Non-respons bias: uitleg en voorbeelden


Non-respons bias is de bias die optreedt wanneer mensen die op een enquête reageren aanzienlijk verschillen van degenen die niet reageren.

Non-respons bias kan om verschillende redenen voorkomen:

  • De enquête is slecht opgezet en leidt tot non-respons. Enquêtes die te lang duren zonder prikkels kunnen er bijvoorbeeld voor zorgen dat een hoog percentage mensen de enquête niet invult.
  • Sommige mensen reageren eerder op een bepaalde enquête. Mensen die vaak klimmen, reageren bijvoorbeeld eerder op een enquête over een mogelijke nieuwe klimfaciliteit dan mensen die niet klimmen.
  • Het onderzoek heeft niet alle leden van een bevolking bereikt. Een enquête die via een nieuwe telefoonapp wordt verzonden, bereikt bijvoorbeeld mogelijk alleen jonge mensen die de app hebben, wat leidt tot non-respons van oudere leden van de bevolking.
  • In de enquête worden lastige vragen gesteld over privégegevens, die veel mensen ervan weerhouden te reageren.

Om al deze redenen kan er sprake zijn van non-respons bias.

Waarom is non-respons bias een probleem?

Non-respons bias is om twee belangrijke redenen een probleem:

1. Non-respons bias zorgt ervoor dat de steekproef niet representatief is voor de populatie als geheel. Het voordeel van het verzamelen van gegevens voor een steekproef is dat het sneller en goedkoper is dan het verzamelen van gegevens voor een hele populatie, en dat de steekproefresultaten kunnen worden geëxtrapoleerd naar een grotere populatie.

Om de resultaten te kunnen extrapoleren, moet de steekproef echter representatief zijn voor onze populatie als geheel. Idealiter zouden we willen dat onze steekproef een ‘miniversie’ van de populatie is.

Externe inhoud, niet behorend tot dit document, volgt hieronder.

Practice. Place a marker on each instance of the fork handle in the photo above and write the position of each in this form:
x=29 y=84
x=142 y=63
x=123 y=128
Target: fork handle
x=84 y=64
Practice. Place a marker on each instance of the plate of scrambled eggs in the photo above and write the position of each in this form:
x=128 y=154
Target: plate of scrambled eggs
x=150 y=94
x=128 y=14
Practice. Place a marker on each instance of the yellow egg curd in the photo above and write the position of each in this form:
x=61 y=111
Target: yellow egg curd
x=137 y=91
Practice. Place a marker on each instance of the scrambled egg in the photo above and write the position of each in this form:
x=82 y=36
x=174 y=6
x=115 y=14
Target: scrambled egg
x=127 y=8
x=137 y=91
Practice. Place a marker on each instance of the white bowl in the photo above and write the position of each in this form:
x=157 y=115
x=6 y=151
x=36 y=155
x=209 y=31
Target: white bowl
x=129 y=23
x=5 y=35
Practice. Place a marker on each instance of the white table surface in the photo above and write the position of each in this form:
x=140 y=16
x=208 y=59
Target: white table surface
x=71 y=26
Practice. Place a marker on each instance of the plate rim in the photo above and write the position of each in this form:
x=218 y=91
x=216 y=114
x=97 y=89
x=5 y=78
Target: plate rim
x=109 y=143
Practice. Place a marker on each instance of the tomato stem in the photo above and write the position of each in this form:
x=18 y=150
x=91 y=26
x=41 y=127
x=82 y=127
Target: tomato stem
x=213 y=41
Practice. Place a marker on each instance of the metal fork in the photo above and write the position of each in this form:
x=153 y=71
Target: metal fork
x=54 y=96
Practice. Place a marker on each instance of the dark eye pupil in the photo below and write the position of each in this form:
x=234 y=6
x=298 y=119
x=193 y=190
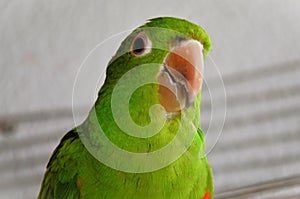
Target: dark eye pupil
x=138 y=46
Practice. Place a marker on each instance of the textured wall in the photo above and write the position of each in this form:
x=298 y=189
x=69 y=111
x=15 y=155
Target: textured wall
x=255 y=47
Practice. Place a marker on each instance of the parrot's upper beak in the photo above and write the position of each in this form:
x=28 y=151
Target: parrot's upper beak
x=181 y=76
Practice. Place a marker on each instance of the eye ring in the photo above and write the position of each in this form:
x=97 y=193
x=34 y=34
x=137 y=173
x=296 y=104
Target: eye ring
x=141 y=45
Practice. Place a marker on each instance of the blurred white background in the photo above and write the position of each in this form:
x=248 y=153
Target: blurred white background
x=255 y=46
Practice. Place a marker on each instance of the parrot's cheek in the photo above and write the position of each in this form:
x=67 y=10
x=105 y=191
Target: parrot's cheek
x=181 y=76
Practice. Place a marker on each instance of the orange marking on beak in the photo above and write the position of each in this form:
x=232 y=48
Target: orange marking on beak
x=182 y=75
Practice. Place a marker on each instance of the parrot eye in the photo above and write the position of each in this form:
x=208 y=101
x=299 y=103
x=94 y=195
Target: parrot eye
x=141 y=45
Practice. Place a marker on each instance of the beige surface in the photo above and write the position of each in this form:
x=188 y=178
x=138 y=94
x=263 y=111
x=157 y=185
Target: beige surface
x=255 y=46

Helaas kan non-respons bias ertoe leiden dat mensen in onze steekproef er heel anders uitzien dan die in de bredere populatie.

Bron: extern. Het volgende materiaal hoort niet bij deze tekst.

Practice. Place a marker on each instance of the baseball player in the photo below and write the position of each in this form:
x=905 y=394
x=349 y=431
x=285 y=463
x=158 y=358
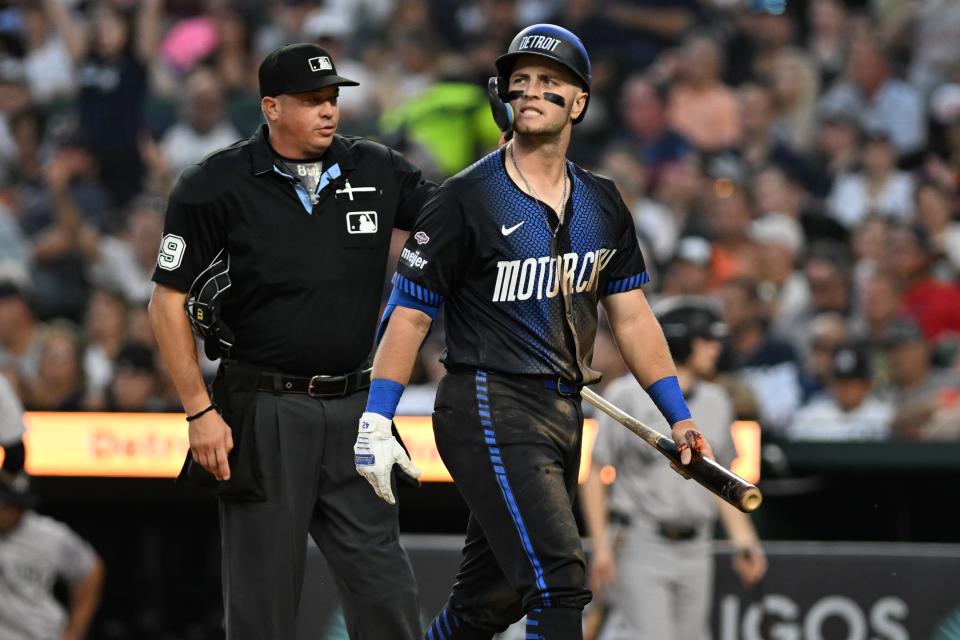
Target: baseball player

Laten we bijvoorbeeld zeggen dat een stad overweegt een nieuwe rotsklimfaciliteit te bouwen. Om te peilen in welke mate stadsbewoners geïnteresseerd zouden zijn in het gebruik van dit soort voorzieningen, sturen stadsambtenaren een korte enquête uit via een nieuwe smartphone-app.

Vanwege de werkwijze waarmee het onderzoek is uitgevoerd en de inhoud van het onderzoek (vragen over klimmen) zijn het vooral jongeren die de aanvraag hebben en geïnteresseerd zijn in klimmen die reageren.

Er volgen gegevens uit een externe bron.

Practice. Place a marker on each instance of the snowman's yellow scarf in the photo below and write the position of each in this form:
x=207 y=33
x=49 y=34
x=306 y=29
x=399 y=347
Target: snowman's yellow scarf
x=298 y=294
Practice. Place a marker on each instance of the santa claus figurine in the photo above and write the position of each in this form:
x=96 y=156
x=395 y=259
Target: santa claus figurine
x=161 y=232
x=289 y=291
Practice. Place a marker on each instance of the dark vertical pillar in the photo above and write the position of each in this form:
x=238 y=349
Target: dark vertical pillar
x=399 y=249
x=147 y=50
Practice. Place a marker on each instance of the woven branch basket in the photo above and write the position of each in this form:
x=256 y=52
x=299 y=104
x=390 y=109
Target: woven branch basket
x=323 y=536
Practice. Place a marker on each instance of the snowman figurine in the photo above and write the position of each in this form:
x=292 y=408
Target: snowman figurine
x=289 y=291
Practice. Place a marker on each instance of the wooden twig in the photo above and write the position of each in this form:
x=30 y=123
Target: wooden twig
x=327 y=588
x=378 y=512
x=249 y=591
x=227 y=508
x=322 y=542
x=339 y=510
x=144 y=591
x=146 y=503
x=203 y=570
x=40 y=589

Dus als de onderzoeksresultaten terugkomen, lijkt het erop dat een overweldigende meerderheid van de stadsbevolking geïnteresseerd is in de bouw van deze nieuwe faciliteit. Helaas zijn de onderzoeksresultaten niet representatief voor de bevolking als geheel.

De onderstaande afbeelding illustreert dit probleem: Laten we aannemen dat de groene cirkels mensen vertegenwoordigen die geïnteresseerd zijn in het gebruik van de faciliteit, terwijl de rode cirkels mensen vertegenwoordigen die niet geïnteresseerd zijn in het gebruik van de faciliteit:

Merk op dat de steekproef niet representatief is voor de populatie als geheel. Uit de onderzoeksresultaten blijkt dat de meeste mensen enthousiast zijn over een nieuwe klimfaciliteit. Als stadsambtenaren ervan uitgingen dat deze steekproef representatief was voor de bevolking, zouden ze helaas kunnen besluiten om de faciliteit te bouwen en zich snel realiseren dat veel minder mensen er gebruik van zouden maken dan ze dachten.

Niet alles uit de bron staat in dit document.